Jim Farmelant http://independent.academia.edu/JimFarmelant www.foxymath.com Learn or Review Basic Math
>
> There may also be hundreds of employees with top secret clearances
> who are
> also willing just for the fun of it to release false information.
> It's
> probably happened already in fact.
>
> Carrol
>
> -----Original Message-----
> From: lbo-talk-bounces at lbo-talk.org
> [mailto:lbo-talk-bounces at lbo-talk.org]

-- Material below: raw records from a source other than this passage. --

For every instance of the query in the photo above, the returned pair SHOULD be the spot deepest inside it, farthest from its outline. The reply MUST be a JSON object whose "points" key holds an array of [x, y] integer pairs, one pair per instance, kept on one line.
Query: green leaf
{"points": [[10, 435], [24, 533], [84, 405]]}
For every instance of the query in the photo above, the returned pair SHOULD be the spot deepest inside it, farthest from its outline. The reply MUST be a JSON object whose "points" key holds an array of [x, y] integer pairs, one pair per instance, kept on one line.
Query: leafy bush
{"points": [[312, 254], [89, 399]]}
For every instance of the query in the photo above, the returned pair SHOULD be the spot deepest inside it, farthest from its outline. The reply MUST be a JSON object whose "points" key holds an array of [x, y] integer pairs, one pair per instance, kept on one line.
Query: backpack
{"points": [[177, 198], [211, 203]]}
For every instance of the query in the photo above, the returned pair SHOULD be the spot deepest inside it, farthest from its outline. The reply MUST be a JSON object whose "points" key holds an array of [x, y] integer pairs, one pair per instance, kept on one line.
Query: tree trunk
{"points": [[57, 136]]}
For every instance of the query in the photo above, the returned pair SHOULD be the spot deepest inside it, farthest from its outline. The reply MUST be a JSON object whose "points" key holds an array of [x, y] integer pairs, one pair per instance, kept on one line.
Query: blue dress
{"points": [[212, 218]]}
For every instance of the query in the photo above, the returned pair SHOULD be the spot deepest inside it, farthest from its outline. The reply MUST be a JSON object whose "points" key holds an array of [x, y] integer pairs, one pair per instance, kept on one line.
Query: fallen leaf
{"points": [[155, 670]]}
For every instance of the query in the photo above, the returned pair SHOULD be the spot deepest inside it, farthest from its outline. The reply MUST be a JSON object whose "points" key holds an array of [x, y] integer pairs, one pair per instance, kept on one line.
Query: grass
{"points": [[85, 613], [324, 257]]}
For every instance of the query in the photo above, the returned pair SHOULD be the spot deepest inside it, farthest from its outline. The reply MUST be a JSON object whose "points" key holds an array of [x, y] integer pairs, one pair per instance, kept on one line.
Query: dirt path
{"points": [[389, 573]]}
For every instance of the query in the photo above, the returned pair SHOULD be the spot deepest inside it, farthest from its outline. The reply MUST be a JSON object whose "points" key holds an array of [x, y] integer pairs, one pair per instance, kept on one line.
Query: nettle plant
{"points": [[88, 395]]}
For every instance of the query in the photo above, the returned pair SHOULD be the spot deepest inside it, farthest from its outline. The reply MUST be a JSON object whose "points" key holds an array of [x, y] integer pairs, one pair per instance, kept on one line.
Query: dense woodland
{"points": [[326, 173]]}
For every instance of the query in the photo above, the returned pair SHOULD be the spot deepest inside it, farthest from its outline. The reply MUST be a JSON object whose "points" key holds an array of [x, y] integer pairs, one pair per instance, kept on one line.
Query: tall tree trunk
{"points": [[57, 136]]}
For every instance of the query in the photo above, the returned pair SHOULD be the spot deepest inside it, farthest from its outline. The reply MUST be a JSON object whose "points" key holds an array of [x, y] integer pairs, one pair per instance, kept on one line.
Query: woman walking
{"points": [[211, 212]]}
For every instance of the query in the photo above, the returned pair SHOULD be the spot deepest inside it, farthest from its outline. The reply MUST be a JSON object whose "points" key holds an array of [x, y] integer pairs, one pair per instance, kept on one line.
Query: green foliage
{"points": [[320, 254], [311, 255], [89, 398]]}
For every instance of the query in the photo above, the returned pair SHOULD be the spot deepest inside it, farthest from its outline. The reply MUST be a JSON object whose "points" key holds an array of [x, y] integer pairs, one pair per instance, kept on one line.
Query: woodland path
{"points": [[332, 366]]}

> On Behalf Of Charles Turner
> Sent: Saturday, December 11, 2010 4:11 PM
> To: LBO-Talk
> Subject: [lbo-talk] McClatchy Newspapers: Tying Assange to Manning
> won't be
> easy
>
>
<http://www.mcclatchydc.com/2010/12/10/105110/wikileaks-tying-assange-to-
man
> ning.html>
>
> "Despite the obstacles, [Jeffrey] Smith, the former CIA general
> counsel,
> thinks the U.S. must prosecute.
>
> The sheer volume of documents makes it likely that the government
> can find
> at least one example that proves Assange damaged U.S. national
> security, he
> said. He said the fact that WikiLeaks solicits those with
> classified
> information to provide it to the website shows an ongoing effort to
> harm
> U.S. national security.
>
> To not prosecute, given the number of documents, would be a bad
> precedent,
> he said.
>
> "The U.S. government, I just don't see, throwing up their hands and
> saying
> there is nothing we can do," Smith said.
>
> Still, any prosecution is likely only to dissuade others from
> publishing
> secrets in the future and won't prevent the continued release of the
> State
> Department documents, experts agree. WikiLeaks already has said it
> has the
> U.S. government's assessment of every detainee who was ever held at
> Guantanamo Bay and will release the documents next week.
>
> "I don't see a clear linkage between prosecuting and a cessation of
> publication," [Steven] Aftergood said. "If prosecution would lead to
> an end
> to the publication of these documents, the decision might be
> straightforward. If prosecution is essentially irrelevant to the
> process of
> further disclosure, we are back to where we started."